I'm having a little problem coming up with an architecture for tag driven software I'm designing.
What I want to do is store plain text in database, which is liked to an owner and other entities. The plain text is filled with tags just like Twitters hashtags and should be searchable/indexable. That can be done application side and as a result I'm gonna have tons of small chunks of data that need to be processed for business intelligens.
No one is gonna ready the plain text it's only about the analysis which doesn't need to be consistent and can be run asynchron.
I know that Twitter uses several databases: Gizzard and Cassandra for tweets and FlockDb for relations.
I don't feel like using a hybrid to accomplish relations and I don't want to build the next social network either. What I need to do though is analytics over all tags in relation to other entities.

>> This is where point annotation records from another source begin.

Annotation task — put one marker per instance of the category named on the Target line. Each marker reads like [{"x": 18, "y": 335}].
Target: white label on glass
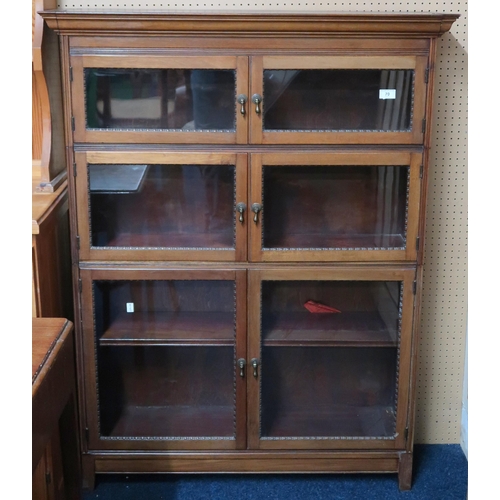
[{"x": 387, "y": 94}]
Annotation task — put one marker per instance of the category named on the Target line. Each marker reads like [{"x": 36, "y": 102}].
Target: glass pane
[
  {"x": 172, "y": 99},
  {"x": 165, "y": 357},
  {"x": 337, "y": 100},
  {"x": 162, "y": 206},
  {"x": 323, "y": 207},
  {"x": 329, "y": 359}
]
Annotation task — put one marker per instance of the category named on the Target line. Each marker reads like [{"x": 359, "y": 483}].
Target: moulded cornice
[{"x": 69, "y": 22}]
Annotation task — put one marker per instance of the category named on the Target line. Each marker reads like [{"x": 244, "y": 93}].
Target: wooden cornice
[{"x": 102, "y": 23}]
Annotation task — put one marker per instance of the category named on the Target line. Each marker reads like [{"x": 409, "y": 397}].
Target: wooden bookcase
[{"x": 247, "y": 205}]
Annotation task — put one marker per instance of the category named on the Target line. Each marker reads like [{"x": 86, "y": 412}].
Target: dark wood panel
[
  {"x": 340, "y": 329},
  {"x": 175, "y": 422},
  {"x": 171, "y": 328}
]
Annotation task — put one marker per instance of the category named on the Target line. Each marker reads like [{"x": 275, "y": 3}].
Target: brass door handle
[
  {"x": 241, "y": 364},
  {"x": 256, "y": 208},
  {"x": 240, "y": 208},
  {"x": 242, "y": 99},
  {"x": 255, "y": 363},
  {"x": 257, "y": 99}
]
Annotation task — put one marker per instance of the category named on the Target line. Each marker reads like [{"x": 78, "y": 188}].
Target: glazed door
[
  {"x": 330, "y": 352},
  {"x": 159, "y": 98},
  {"x": 161, "y": 350},
  {"x": 145, "y": 205},
  {"x": 343, "y": 206},
  {"x": 338, "y": 99}
]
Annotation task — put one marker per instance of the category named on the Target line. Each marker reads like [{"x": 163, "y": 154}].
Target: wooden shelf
[
  {"x": 336, "y": 421},
  {"x": 168, "y": 328},
  {"x": 175, "y": 421},
  {"x": 354, "y": 329},
  {"x": 148, "y": 238},
  {"x": 331, "y": 241}
]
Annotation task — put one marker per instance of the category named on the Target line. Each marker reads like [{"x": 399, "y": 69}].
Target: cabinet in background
[{"x": 247, "y": 204}]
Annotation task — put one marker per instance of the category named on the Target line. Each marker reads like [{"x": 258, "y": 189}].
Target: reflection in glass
[
  {"x": 337, "y": 99},
  {"x": 328, "y": 207},
  {"x": 165, "y": 358},
  {"x": 167, "y": 206},
  {"x": 329, "y": 374},
  {"x": 168, "y": 99}
]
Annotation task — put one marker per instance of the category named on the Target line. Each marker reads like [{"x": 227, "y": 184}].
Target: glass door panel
[
  {"x": 335, "y": 206},
  {"x": 160, "y": 99},
  {"x": 323, "y": 99},
  {"x": 165, "y": 360},
  {"x": 167, "y": 208},
  {"x": 331, "y": 353}
]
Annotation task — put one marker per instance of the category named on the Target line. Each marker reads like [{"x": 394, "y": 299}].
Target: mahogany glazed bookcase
[{"x": 247, "y": 200}]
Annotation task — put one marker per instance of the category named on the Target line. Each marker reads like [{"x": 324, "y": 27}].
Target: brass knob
[
  {"x": 242, "y": 99},
  {"x": 240, "y": 208},
  {"x": 255, "y": 363},
  {"x": 257, "y": 99},
  {"x": 241, "y": 364},
  {"x": 256, "y": 208}
]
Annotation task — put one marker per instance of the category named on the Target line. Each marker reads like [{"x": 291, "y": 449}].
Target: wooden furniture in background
[
  {"x": 287, "y": 166},
  {"x": 48, "y": 153},
  {"x": 51, "y": 259},
  {"x": 55, "y": 448}
]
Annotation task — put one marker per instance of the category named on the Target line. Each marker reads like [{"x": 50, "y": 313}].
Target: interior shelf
[
  {"x": 170, "y": 328},
  {"x": 336, "y": 421},
  {"x": 340, "y": 329},
  {"x": 175, "y": 421},
  {"x": 148, "y": 238},
  {"x": 332, "y": 241}
]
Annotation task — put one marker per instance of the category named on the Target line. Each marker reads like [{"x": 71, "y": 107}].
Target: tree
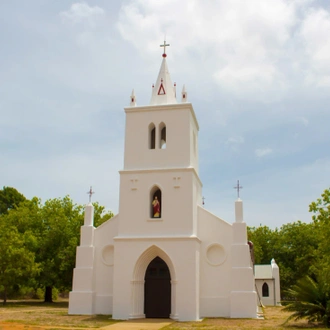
[
  {"x": 17, "y": 263},
  {"x": 321, "y": 220},
  {"x": 9, "y": 199},
  {"x": 311, "y": 299},
  {"x": 296, "y": 252},
  {"x": 49, "y": 232},
  {"x": 59, "y": 235}
]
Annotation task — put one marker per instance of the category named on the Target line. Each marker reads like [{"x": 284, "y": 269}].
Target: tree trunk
[
  {"x": 5, "y": 295},
  {"x": 49, "y": 294}
]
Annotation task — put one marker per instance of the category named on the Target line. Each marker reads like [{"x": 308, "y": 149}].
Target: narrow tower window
[
  {"x": 265, "y": 290},
  {"x": 155, "y": 203},
  {"x": 162, "y": 129},
  {"x": 152, "y": 136}
]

How can I solve the hash tag problem, or how can I process the text to make it work?
I'm really searching for a nice solution not just any solution. I really know how to create a schema for SQL.
Thanks for helping me through that database jungle.
Here is a fairly standard way for representing tags in the database:
The application parses the RAW_TEXT, for each identified tag checks if it's already in TAG and inserts it there if it isn't. Then it just connects the post with the tags extracted from it, by inserting into TAG_POST.
Note the order of fields in the composite primary key of TAG_POST - having TAG_ID at the leading edge facilitates efficient searching for posts of a given tag. If you want to get tags of a given post, flip the order. If you want both, create a composite index in the opposite order from the PK.
If your DBMS supports clustering, TAG_POST would be a good candidate for it.
If your DBMS supports leading-edge index compression (Oracle), consider simply doing this:
A compressed index will store many repetitions of the same TAG_NAME efficiently, so there is no need to "outsource" it to another table just to save space.